Jednak nie wszystko jest różowe. Wiele osób narzeka na różnice kulturowe oraz rosnące koszty życia. 'Zgłaszałem się do lekarza, a Ukrainka weszła bez kolejki, bo uważała, że jej się to należy,' wspomina Zofia, 72-letnia rzeszowska emerytka.

Ponadto wielu Ukraińców, którzy przyjechali do Rzeszowa, nie zostaje na dłużej. 'Pracownicy rzadko spędzają więcej niż kilka miesięcy w Rzeszowie.

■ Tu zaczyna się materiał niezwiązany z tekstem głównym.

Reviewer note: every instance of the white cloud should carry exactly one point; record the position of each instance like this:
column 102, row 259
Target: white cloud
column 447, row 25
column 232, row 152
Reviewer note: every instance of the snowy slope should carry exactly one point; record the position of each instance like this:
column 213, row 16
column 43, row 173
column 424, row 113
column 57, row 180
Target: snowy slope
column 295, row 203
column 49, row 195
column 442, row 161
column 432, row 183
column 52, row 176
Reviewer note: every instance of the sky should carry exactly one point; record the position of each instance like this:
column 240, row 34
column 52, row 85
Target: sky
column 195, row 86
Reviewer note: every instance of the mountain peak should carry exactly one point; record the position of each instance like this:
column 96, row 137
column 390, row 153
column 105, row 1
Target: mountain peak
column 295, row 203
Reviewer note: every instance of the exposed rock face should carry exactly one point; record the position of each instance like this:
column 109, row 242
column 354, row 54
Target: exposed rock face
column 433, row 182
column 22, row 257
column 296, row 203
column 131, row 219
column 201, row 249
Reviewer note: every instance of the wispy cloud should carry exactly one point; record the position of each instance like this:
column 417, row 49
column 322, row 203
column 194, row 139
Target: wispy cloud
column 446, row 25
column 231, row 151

Wiele osób wyjeżdża dalej, gdzie są lepsze warunki,' mówi Anna, pracownica lokalnego sklepu.

Rzeszów, zdaje się, znalazł się w momencie, gdy konieczne jest zdefiniowanie nowej tożsamości. 'Zwiększona liczba lokali w restauracjach i dostępność pracy w budownictwie stawia nasze miasto w nowym świetle, ale rodzi także pytania o przyszłość i stabilność rynku pracy,' dodaje Maciejczyk.

Pomimo pojawiających się trudności, Rzeszów odczuwa pozytywne skutki bliskiego sąsiedztwa z Ukrainą i międzynarodowej pomocy. Wzmożony ruch lotniczy oraz rozwój infrastruktury stają się znakiem czasu i nadzieją na przyszłość, pomimo że wielu mieszkańców wciąż zastanawia się, jak dalej potoczą się losy ich miasta.